We need a Controlled Prohibitionists Act, to get psychiatric help for the losers who think that prohibition makes sense despite its appalling record of causing civil wars overseas and devastating inner cities.

Materialist puritans do not want to create any drug that elates. So they go on a fool's errand to find reductionist cures for "depression itself," as if the vast array of human sadness could (or should) be treated with a one-size-fits-all readjustment of brain chemicals.

The FDA uses reductive materialism to justify and normalize the views of Cortes and Pizarro with respect to entheogenic medicine.

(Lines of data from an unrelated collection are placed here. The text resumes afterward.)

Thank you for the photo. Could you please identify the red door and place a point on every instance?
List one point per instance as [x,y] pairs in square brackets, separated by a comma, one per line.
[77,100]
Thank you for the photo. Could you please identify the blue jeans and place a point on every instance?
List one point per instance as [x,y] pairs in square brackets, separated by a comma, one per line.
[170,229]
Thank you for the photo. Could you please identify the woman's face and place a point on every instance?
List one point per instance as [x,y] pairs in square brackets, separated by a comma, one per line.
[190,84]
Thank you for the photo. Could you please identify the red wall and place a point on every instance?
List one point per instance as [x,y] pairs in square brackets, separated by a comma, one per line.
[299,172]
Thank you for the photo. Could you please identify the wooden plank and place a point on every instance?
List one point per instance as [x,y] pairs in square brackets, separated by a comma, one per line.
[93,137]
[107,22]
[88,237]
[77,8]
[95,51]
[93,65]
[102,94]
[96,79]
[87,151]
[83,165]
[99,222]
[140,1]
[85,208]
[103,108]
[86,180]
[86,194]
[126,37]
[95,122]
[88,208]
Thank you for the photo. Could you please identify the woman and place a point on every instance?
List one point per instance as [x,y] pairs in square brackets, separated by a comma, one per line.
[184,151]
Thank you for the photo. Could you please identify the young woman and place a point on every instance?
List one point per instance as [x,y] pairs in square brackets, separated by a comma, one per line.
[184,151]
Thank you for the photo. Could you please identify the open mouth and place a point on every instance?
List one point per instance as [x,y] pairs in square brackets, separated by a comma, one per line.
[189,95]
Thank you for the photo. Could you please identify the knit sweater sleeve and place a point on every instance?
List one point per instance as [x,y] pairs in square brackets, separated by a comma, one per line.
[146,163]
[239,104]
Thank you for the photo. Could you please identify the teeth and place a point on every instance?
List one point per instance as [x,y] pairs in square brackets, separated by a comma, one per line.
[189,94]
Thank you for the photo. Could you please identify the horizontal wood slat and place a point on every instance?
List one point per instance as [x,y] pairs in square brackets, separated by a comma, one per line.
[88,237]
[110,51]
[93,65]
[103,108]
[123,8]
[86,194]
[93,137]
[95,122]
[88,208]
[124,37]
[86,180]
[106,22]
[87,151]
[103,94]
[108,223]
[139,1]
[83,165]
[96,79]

I looked up the company: it's all about the damn stock market and money. The FDA outlaws LSD until we remove all the euphoria and the visions. That's ideology, not science. Just relegalize drugs and stop telling me how much ecstasy and insight I can have in my life!!

In a free future, newspapers will have philosophers on their staffs to ensure that said papers are not inciting consequence-riddled hysteria through a biased coverage of drug-related mishaps.